If you like Canadian patriotic postcards as much as I do, the TPC Show is definitely your go-to venue. One of the cards I took home from the show has a great image of the Niagara Navigation Co.’s paddlewheel steamer Corona (see Figure 3). With its red Canada crest in the upper left corner and the clean postmarks front and back, this card is a delight. Published by the Canadian View Card Co., Toronto in the year it was postmarked (1905), the Corona card is from one of the 18 different patriotic postcard series published by the firm during the golden age. For the record, Canadian View Card Co. cards with the red Canada crest come in two types – those with colour images (Series 9A) and those with b/w images like the Corona’s (Series 9B).
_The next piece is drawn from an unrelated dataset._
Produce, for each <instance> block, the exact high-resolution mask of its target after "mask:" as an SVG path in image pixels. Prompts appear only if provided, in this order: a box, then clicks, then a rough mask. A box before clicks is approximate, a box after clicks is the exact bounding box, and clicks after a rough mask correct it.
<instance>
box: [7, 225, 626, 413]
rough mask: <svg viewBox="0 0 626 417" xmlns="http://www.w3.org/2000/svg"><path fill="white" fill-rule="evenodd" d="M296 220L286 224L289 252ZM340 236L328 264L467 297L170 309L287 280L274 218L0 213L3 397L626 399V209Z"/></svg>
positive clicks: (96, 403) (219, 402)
Although we Canadians technically took responsibility for our national security with the passage of the Militia Act in 1868, we still relied on several in-situ British garrisons and the Royal Navy in case of an emergency. (It seems unbelievable now but for most of the 19th century our biggest fear was a US invasion.) With the success of the Canadian Contingents during the South African War (1899–1902), the withdrawal of the last of the British garrisons in 1906, and the creation of our own navy in 1910, all roads led to a proud and autonomous Canadian military. This no doubt is one of the reasons why so many postcards of Canadian militias, regiments and military camps were published during the golden age. And one of the little beauties I took home from the TPC Show is of the 53rd Sherbrooke Regiment watering its horses (see Figure 4). For the military buffs out there, the 53rd Sherbrooke Regiment started life in 1866 in Melbourne, Quebec as the Sherbrooke Hussars. It later served as part of an armoured regiment in the Second World War.
The last little gem I’d like to show Wayback Times readers is a postcard published by Moncton, New Brunswick’s P. D. Ayer & Co. (see Figure 5). My interest in P. D. Ayer was kindled many years ago when I discovered this firm’s patriotic postcards. Today however, I pick up P. D. Ayer cards simply because they’re not common and well deserving of a handbook someday.
Finally, don’t forget to attend the Post Card Memories Show & Sale in Kitchener on Sunday, April 26. This is Southwestern Ontario’s largest postcard expo and another key event on the show calendar.